The Business Logic Attack Definition (BLADE) Framework is a knowledge base for security professionals. It can help them better understand the techniques used by attackers to exploit weaknesses in the business logic of web facing systems and help prevent bot attacks, which are becoming more common.
“As MITRE Corporation have demonstrated with their ATT&CK matrices, having a framework to build a shared understanding of abuse of our systems can be a great enabler for defenders. As other retailers of limited-edition high demand “hype” products have also found, the use of bots poses a significant business challenge and having a structured means to develop and share understanding within the business and with partners is welcome,” said Simon Goldsmith, team lead for Information Security Strategy and Programmes at Adidas. “I believe contributors to the BLADE framework will see significant business benefits in sharing their knowledge. It proves a commitment to collaboration in solving an important problem and we look forward to developing and further proving its value.”

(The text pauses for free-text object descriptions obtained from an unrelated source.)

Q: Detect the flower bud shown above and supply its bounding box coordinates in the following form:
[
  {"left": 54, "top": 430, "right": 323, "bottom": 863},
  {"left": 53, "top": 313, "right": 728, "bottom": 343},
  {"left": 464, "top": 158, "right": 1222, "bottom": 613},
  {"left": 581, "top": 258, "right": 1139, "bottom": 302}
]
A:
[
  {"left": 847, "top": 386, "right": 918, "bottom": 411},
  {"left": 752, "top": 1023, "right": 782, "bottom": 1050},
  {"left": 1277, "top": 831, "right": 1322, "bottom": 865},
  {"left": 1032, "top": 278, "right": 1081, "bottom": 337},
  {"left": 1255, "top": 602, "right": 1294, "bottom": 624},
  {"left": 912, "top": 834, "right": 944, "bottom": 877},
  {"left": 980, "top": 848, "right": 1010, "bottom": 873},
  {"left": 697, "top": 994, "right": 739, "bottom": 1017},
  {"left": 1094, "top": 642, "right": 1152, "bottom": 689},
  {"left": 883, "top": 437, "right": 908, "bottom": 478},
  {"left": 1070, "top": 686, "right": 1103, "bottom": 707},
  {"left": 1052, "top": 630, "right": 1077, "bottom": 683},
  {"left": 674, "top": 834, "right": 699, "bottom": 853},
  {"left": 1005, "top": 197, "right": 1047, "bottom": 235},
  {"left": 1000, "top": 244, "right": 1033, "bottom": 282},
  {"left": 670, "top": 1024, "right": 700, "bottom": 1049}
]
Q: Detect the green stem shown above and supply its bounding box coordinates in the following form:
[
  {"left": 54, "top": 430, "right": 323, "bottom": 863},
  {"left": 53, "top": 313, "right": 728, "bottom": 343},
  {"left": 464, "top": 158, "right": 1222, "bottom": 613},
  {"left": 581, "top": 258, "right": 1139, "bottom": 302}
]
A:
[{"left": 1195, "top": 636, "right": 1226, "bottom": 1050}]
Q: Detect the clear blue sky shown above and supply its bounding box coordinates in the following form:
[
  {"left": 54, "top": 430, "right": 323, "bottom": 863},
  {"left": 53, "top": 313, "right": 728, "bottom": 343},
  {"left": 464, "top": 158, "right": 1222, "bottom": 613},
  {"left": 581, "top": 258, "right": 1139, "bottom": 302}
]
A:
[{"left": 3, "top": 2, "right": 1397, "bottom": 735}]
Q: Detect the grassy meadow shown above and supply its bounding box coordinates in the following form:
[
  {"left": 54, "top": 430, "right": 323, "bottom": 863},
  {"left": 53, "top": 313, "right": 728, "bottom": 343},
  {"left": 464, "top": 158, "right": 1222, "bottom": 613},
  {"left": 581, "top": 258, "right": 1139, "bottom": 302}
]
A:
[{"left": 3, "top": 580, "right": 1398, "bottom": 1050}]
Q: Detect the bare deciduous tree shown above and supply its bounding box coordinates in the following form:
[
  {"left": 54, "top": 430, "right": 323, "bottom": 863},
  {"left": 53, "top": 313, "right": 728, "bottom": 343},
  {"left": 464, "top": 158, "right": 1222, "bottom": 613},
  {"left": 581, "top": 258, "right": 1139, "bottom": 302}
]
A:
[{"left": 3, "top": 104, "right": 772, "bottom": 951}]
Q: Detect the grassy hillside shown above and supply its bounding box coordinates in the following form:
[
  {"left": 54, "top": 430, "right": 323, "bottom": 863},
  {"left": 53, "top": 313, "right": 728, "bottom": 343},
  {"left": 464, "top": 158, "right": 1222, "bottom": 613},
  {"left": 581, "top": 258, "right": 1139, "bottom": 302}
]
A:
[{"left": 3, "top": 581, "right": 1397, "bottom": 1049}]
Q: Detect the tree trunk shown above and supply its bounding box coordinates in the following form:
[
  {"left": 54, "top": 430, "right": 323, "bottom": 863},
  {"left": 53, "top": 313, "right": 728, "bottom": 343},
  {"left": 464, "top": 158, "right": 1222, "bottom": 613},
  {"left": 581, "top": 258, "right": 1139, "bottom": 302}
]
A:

The framework was created by bot detection company Netacea. It is based on input from businesses and industry influencers, as well as Netacea’s research into threat group activities and bot attack cycles.
The BLADE Framework details the six stages of a scalper bot attack: resource development, attack preparation, reconnaissance, defense bypass, attack execution, and post attack.
“The threat landscape has been shrouded in ambiguity and misinformation for too long, and bot actors have taken advantage of it to cause significant damage which costs businesses globally,” said Matthew Gracey-McMinn, head of threat research at Netacea. “Taking inspiration from the MITRE ATT&CK Framework, our ambition with BLADE is to silence the noise in the industry, provide security operation teams with a level of understanding and knowledge that has not yet been available, and empower those teams to detect and mitigate malicious bot attacks. Our goal? Help stop bots in their tracks – no matter who is doing the stopping.”